Le dossier, rendu public ce jeudi, concerne plusieurs personnalités, dont le ministre de la Culture, Patrick Delatour, et le directeur général de l’ISPAN, Jean Patrick Durandis.
Dans une lettre adressée au Directeur Général de l’ULCC, Me Hans Jacques Ludwig Joseph, la FJKL, représentée par sa directrice exécutive Marie Yolène Gilles, réclame « l’urgente intervention » de l’institution afin de mettre fin à ces pratiques et d’engager « les sanctions administratives et pénales qui s’imposent contre les corrompus ».
Selon la FJKL, l’ISPAN a mis sur pied, par l’intermédiaire de son Unité d’Études et de Programmation (UEP), un projet intitulé Aménagement, Restauration et Protection de Sites Patrimoniaux pour l’exercice fiscal 2024-2025. Ce projet, élaboré trois mois avant la fin de l’exercice, prévoit un décaissement de 675 millions de gourdes pour la restauration et la protection de sites historiques comme Fort Jacques, Fort Alexandre, la Maison Anténor Firmin, Fort Saint-Joseph ou encore la prison civile de Jacmel.
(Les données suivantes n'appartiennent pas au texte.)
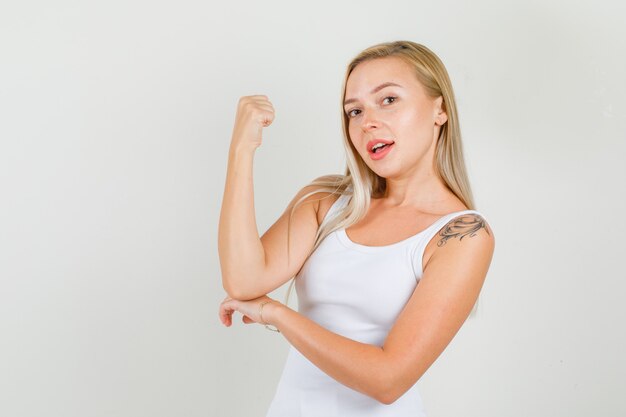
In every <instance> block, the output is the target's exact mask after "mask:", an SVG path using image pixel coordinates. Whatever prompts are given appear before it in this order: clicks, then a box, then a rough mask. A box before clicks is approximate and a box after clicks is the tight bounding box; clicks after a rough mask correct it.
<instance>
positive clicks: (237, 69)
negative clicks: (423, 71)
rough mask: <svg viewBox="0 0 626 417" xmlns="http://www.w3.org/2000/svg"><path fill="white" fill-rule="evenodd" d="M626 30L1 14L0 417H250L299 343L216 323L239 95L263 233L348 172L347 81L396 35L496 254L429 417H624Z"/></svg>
mask: <svg viewBox="0 0 626 417" xmlns="http://www.w3.org/2000/svg"><path fill="white" fill-rule="evenodd" d="M625 20H626V8H625V6H624V3H623V2H620V1H606V0H605V1H596V2H593V3H592V2H572V1H565V0H559V1H548V2H545V1H523V2H522V1H520V2H503V1H488V0H479V1H475V2H461V1H458V2H452V1H437V2H417V1H390V2H387V3H383V2H380V1H370V0H364V1H359V2H351V1H350V2H332V3H331V2H328V3H323V2H322V3H319V2H315V3H312V2H308V3H301V2H290V1H282V2H276V1H263V2H253V1H249V2H234V3H226V2H219V3H217V2H215V3H213V2H206V1H176V2H174V1H169V2H167V1H150V2H148V1H136V0H130V1H128V0H125V1H106V2H104V1H102V2H84V1H82V2H81V1H55V2H44V1H20V2H8V1H7V2H3V3H2V5H1V6H0V61H1V62H0V139H1V142H0V192H1V197H0V198H1V202H2V204H1V208H0V216H1V217H0V415H2V416H7V417H9V416H10V417H18V416H19V417H22V416H23V417H26V416H28V417H31V416H44V415H45V416H63V417H70V416H76V417H78V416H80V417H83V416H119V417H122V416H123V417H126V416H128V417H131V416H133V417H134V416H152V417H156V416H168V417H169V416H264V415H265V412H266V410H267V407H268V406H269V403H270V401H271V398H272V396H273V394H274V389H275V387H276V384H277V382H278V379H279V377H280V373H281V371H282V366H283V364H284V360H285V355H286V353H287V349H288V347H289V345H288V343H287V342H286V340H285V339H284V338H283V337H282V336H281V335H279V334H277V333H274V332H269V331H267V330H265V329H264V328H263V327H262V326H258V325H244V324H243V323H241V321H240V320H241V317H240V316H236V317H235V324H234V326H233V327H231V328H225V327H223V326H222V325H221V323H220V322H219V320H218V317H217V308H218V304H219V302H220V301H221V300H222V299H223V297H224V295H225V294H224V292H223V289H222V287H221V278H220V269H219V260H218V253H217V226H218V219H219V211H220V206H221V199H222V193H223V186H224V180H225V173H226V160H227V151H228V145H229V141H230V135H231V130H232V124H233V120H234V114H235V109H236V105H237V100H238V99H239V97H240V96H242V95H251V94H267V95H268V96H269V98H270V100H271V101H272V102H273V103H274V106H275V109H276V119H275V121H274V124H273V125H272V126H271V127H270V128H268V129H266V133H265V136H264V139H263V140H264V143H263V145H262V147H261V148H259V149H258V151H257V155H256V160H255V165H254V170H255V172H254V175H255V208H256V213H257V223H258V226H259V232H260V233H263V232H264V231H265V230H267V228H268V227H269V226H270V225H271V224H272V223H273V222H274V221H275V220H276V219H277V218H278V216H279V215H280V214H281V213H282V211H283V210H284V208H285V206H286V205H287V203H288V202H289V200H290V199H291V198H292V197H293V195H295V193H296V192H297V190H298V189H299V188H300V187H301V186H302V185H304V184H305V183H307V182H308V181H310V180H312V179H313V178H315V177H317V176H319V175H323V174H329V173H342V172H343V170H344V156H343V153H342V152H343V150H342V148H341V144H340V143H341V142H340V140H341V139H340V138H341V136H340V135H341V131H340V107H339V100H340V88H341V80H342V76H343V73H344V70H345V66H346V64H347V63H348V61H349V60H350V59H351V58H352V57H353V56H354V55H356V54H357V53H358V52H359V51H360V50H362V49H364V48H365V47H367V46H370V45H372V44H375V43H379V42H383V41H391V40H397V39H409V40H412V41H415V42H419V43H422V44H424V45H426V46H428V47H429V48H430V49H432V50H433V51H434V52H435V53H436V54H438V56H439V57H440V58H441V59H442V60H443V62H444V63H445V65H446V67H447V69H448V72H449V74H450V77H451V79H452V83H453V86H454V88H455V93H456V97H457V100H458V110H459V113H460V118H461V128H462V132H463V135H464V136H463V140H464V146H465V152H466V159H467V164H468V167H469V174H470V179H471V181H472V185H473V189H474V193H475V197H476V202H477V205H478V209H479V210H480V211H481V212H483V213H484V215H485V216H486V217H487V218H488V220H489V222H490V224H491V226H492V228H493V230H494V231H495V233H496V239H497V246H496V252H495V254H494V259H493V263H492V266H491V269H490V271H489V275H488V277H487V280H486V282H485V286H484V287H483V292H482V296H481V304H480V309H479V314H478V316H477V317H476V318H474V319H470V320H468V321H467V322H466V323H465V325H464V327H463V328H462V329H461V331H460V332H459V333H458V335H457V336H456V338H455V339H454V340H453V341H452V343H451V344H450V345H449V346H448V348H447V350H446V351H445V352H444V353H443V354H442V355H441V356H440V357H439V359H438V360H437V362H436V363H435V364H434V365H433V366H432V367H431V368H430V369H429V370H428V371H427V373H426V374H425V375H424V377H423V378H422V379H421V380H420V381H419V382H418V383H419V385H420V389H421V392H422V395H423V397H424V401H425V404H426V409H427V411H428V413H429V415H430V416H432V417H452V416H465V417H478V416H481V417H484V416H498V417H500V416H507V417H518V416H519V417H522V416H523V417H526V416H550V417H553V416H568V417H574V416H589V415H602V416H623V415H625V414H626V406H625V405H624V402H623V400H622V398H623V388H624V377H625V376H626V363H625V360H624V358H623V353H624V351H625V348H626V343H625V342H626V336H625V334H624V331H623V323H624V319H626V310H625V308H624V301H623V298H624V290H625V285H624V279H625V278H626V276H625V274H624V270H623V254H624V239H625V232H626V227H625V225H624V221H623V219H624V212H625V209H626V207H625V205H626V199H625V196H624V188H623V180H624V178H626V168H625V165H624V159H625V157H626V142H625V139H626V127H625V126H626V117H625V107H624V102H625V99H626V86H625V81H624V74H626V58H625V57H626V50H625V48H624V43H623V40H624V39H625V38H626V30H625V29H624V25H623V22H624V21H625ZM284 290H286V286H285V287H283V288H282V289H279V290H277V291H276V292H275V293H274V294H272V296H275V298H278V299H279V300H282V297H283V294H284ZM295 304H296V303H295V293H294V294H293V296H292V307H294V308H295V307H296V305H295Z"/></svg>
La fondation dénonce que, avant même le démarrage des travaux, une partie importante des fonds aurait été détournée sous forme de versements sur des cartes de débit attribuées à plusieurs hauts fonctionnaires, dont le ministre Delatour et le directeur général Durandis, pour des montants allant de 850 000 à 1,6 million de gourdes chacun. « Plus qu’un détournement de fonds publics, c’est du vol », dénonce la FJKL, soulignant le contraste avec la situation des enseignants en grève pour arriérés de salaire ou des policiers privés de primes de risque depuis plusieurs mois.
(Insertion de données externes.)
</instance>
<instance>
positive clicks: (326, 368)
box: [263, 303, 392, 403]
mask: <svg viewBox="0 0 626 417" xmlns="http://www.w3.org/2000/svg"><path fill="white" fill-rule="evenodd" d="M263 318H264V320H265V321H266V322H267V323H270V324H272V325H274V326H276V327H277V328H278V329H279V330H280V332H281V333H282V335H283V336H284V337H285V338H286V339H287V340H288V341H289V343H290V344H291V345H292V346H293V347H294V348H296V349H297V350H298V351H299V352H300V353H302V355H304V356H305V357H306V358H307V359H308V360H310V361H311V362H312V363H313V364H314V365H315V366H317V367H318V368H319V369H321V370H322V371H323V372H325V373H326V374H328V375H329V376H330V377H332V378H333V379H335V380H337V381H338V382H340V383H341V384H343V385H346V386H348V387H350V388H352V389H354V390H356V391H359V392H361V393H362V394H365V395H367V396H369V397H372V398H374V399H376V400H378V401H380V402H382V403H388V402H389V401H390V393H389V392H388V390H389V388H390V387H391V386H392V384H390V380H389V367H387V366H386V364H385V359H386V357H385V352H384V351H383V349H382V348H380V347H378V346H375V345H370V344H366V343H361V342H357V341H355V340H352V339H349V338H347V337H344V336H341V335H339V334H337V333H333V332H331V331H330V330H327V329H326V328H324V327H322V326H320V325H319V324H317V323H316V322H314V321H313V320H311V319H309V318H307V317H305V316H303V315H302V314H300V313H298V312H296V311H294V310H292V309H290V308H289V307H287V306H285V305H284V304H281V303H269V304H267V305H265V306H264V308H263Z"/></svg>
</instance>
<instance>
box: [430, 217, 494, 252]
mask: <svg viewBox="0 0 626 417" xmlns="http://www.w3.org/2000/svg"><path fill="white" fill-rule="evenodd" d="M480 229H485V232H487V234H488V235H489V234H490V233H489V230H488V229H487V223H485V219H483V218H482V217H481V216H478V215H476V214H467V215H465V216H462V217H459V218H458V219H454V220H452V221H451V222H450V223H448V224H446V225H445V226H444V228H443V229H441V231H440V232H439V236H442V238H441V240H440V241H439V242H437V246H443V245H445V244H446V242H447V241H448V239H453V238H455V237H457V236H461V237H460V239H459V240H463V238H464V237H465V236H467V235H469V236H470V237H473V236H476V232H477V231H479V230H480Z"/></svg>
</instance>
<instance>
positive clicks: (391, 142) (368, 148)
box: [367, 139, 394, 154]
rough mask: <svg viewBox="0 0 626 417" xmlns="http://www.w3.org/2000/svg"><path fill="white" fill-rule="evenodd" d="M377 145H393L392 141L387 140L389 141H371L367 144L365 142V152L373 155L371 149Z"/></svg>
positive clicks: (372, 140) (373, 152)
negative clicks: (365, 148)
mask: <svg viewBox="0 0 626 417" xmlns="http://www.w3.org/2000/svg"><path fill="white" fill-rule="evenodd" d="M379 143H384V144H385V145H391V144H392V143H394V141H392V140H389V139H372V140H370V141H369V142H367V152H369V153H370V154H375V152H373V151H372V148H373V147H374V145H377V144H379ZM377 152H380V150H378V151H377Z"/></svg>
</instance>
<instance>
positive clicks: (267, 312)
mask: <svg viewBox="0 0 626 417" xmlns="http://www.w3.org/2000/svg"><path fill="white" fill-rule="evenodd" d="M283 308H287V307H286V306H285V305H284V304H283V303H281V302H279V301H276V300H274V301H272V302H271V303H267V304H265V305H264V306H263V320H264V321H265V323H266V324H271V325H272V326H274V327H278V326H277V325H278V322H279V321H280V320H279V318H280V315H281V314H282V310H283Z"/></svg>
La fondation s’interroge également sur la pertinence de verser des allocations à des ministres et directeurs administratifs pour un projet exécuté par l’ISPAN, tout en alertant que des primes additionnelles ont déjà été versées à plusieurs des bénéficiaires, avant même l’exécution du projet.
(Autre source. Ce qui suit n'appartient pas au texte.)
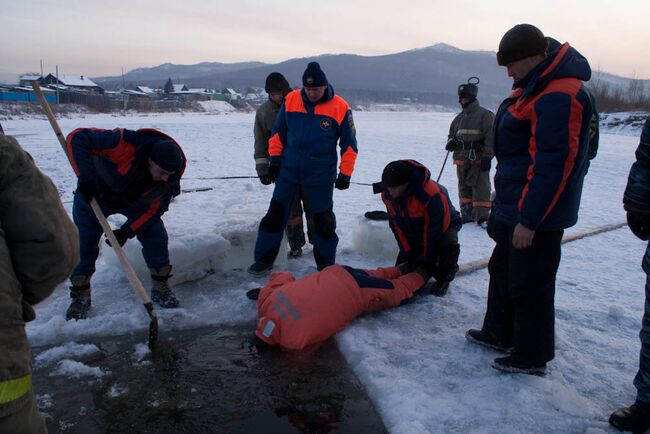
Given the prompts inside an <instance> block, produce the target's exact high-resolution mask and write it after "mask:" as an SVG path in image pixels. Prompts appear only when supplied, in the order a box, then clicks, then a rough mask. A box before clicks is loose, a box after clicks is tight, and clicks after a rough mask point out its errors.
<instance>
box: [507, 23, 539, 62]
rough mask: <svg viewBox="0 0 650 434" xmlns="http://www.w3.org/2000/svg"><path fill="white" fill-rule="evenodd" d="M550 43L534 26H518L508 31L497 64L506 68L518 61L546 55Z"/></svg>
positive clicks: (517, 24)
mask: <svg viewBox="0 0 650 434" xmlns="http://www.w3.org/2000/svg"><path fill="white" fill-rule="evenodd" d="M547 44H548V41H547V40H546V38H545V37H544V34H543V33H542V31H541V30H539V29H538V28H537V27H535V26H533V25H532V24H517V25H516V26H514V27H513V28H512V29H510V30H508V31H507V32H506V34H505V35H503V38H501V42H500V43H499V51H498V52H497V62H498V63H499V65H501V66H506V65H509V64H511V63H512V62H516V61H517V60H521V59H525V58H526V57H532V56H535V55H537V54H544V52H545V51H546V46H547Z"/></svg>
Pour la FJKL, cette situation illustre « des gabegies administratives » que l’ULCC doit prévenir et sanctionner, conformément à sa mission de lutte contre la corruption en Haïti. La société civile et les citoyens attendent désormais la réaction de l’ULCC, dans un contexte où la transparence dans la gestion des fonds publics reste au cœur des préoccupations nationales.